The complete implementation is shown below. The source file and the lightweight benchmark data package are stored in the same directory on GitHub.

import os

import matplotlib.pyplot as plt
import numpy as np

from Solverz import Eqn, Model, Opt, TimeSeriesParam, Var, fdae_solver, made_numerical
from Solverz.variable.ssymbol import AliasVar

current_dir = os.getcwd()
data_path = os.path.join(current_dir, "test_koopman", "koopman_data.npz")

BASEVALUE_P = 5e6
BASEVALUE_M = 10.0
N_TRAIN = 700
N_TEST = 300
N = N_TRAIN + N_TEST
DT = 1.0

# %% Load dataset
data = np.load(data_path)
pin_norm = data["pin"]
pout_norm = data["pout"]
qin_norm = data["qin"]
qout_norm = data["qout"]

# %% Build observables
x_data = np.column_stack(
    [
        pout_norm,
        qout_norm,
        (-pout_norm) * np.exp(-pout_norm),
        np.exp(-pout_norm) * np.sin(-pout_norm),
    ]
)
u_data = np.column_stack([pin_norm, qin_norm])

# %% Koopman regression
z_reg = np.hstack([x_data[: N_TRAIN - 1], u_data[1:N_TRAIN]])
k_all = (np.linalg.pinv(z_reg) @ x_data[1:N_TRAIN]).T
kx = k_all[:, :4]
ku = k_all[:, 4:]

# %% Solverz rollout
x0_test = x_data[N_TRAIN]
u_future = u_data[N_TRAIN + 1 :]
t_pred = len(u_future)
t_series = np.arange(t_pred + 1, dtype=float) * DT
u_p_series = np.concatenate([[u_future[0, 0]], u_future[:, 0]])
u_m_series = np.concatenate([[u_future[0, 1]], u_future[:, 1]])

model = Model()
model.x = Var("x", value=x0_test)
model.x_prev = AliasVar("x", step=1, value=x0_test)
model.u_P = TimeSeriesParam("u_P", v_series=u_p_series, time_series=t_series)
model.u_M = TimeSeriesParam("u_M", v_series=u_m_series, time_series=t_series)

for i in range(4):
    kx_row_sum = sum(kx[i, j] * model.x_prev[j] for j in range(4))
    ku_u = ku[i, 0] * model.u_P + ku[i, 1] * model.u_M
    model.__dict__[f"eq_{i}"] = Eqn(f"eq_{i}", model.x[i] - kx_row_sum - ku_u)

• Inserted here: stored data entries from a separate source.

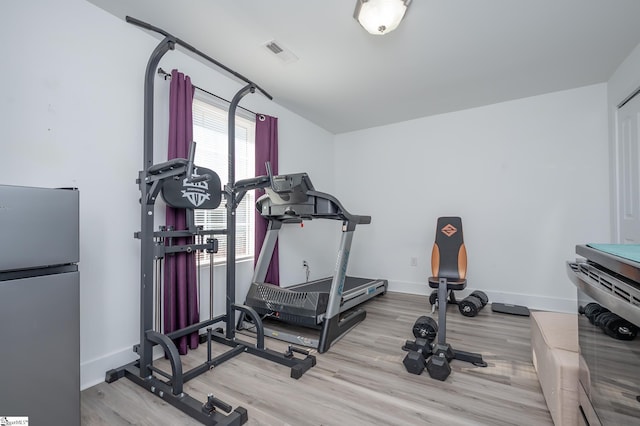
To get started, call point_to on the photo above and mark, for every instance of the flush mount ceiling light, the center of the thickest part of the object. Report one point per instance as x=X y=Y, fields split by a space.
x=379 y=17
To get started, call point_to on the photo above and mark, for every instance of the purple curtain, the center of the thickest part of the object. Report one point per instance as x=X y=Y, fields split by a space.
x=180 y=283
x=266 y=150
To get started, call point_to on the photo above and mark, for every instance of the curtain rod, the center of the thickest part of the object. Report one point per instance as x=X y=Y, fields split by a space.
x=192 y=49
x=167 y=76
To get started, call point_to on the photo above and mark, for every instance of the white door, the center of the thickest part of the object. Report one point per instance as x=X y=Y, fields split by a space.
x=629 y=171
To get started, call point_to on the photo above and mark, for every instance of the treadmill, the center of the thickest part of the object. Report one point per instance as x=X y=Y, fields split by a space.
x=328 y=304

symbolic_model, y0 = model.create_instance()
numerical_model = made_numerical(symbolic_model, y0, sparse=True)
sol = fdae_solver(numerical_model, [0, t_pred * DT], y0, Opt(step_size=DT, pbar=False))
x_pred = sol.Y["x"]

# %% Plot
x_true = x_data[N_TRAIN : N_TRAIN + len(x_pred)]
rmse = np.sqrt(np.mean((x_true - x_pred) ** 2))

obs_labels = ["Pout linear", "Mout linear", "-Pout exp(-Pout)", "exp(-Pout) sin(-Pout)"]
t_all = np.arange(N)
t_pred_idx = np.arange(N_TRAIN, N_TRAIN + len(x_pred))

fig, axes = plt.subplots(4, 1, figsize=(12, 12), sharex=True)
for idx, ax in enumerate(axes):
    ax.plot(t_all, x_data[:, idx], "k-", lw=1.5, label="True value")
    ax.plot(t_pred_idx, x_pred[:, idx], "r--", lw=1.5, label="Prediction")
    ax.axvline(N_TRAIN, color="g", ls="-.", lw=1.5, label="Train/test boundary")
    ax.set_ylabel(obs_labels[idx])
    ax.grid(alpha=0.3)
    ax.legend(fontsize=8, loc="best")

axes[-1].set_xlabel("Time step k")
fig.suptitle(f"Koopman + Solverz prediction (RMSE = {rmse:.4e})", fontsize=13)
plt.tight_layout()
plt.show()

The prediction result is

(Source code, png, hires.png, pdf)

../../_images/plot_koopman.png

The learned Koopman model tracks the test trajectory well, and the plotted curves show that the Solverz rollout reproduces the main trends of all lifted observables.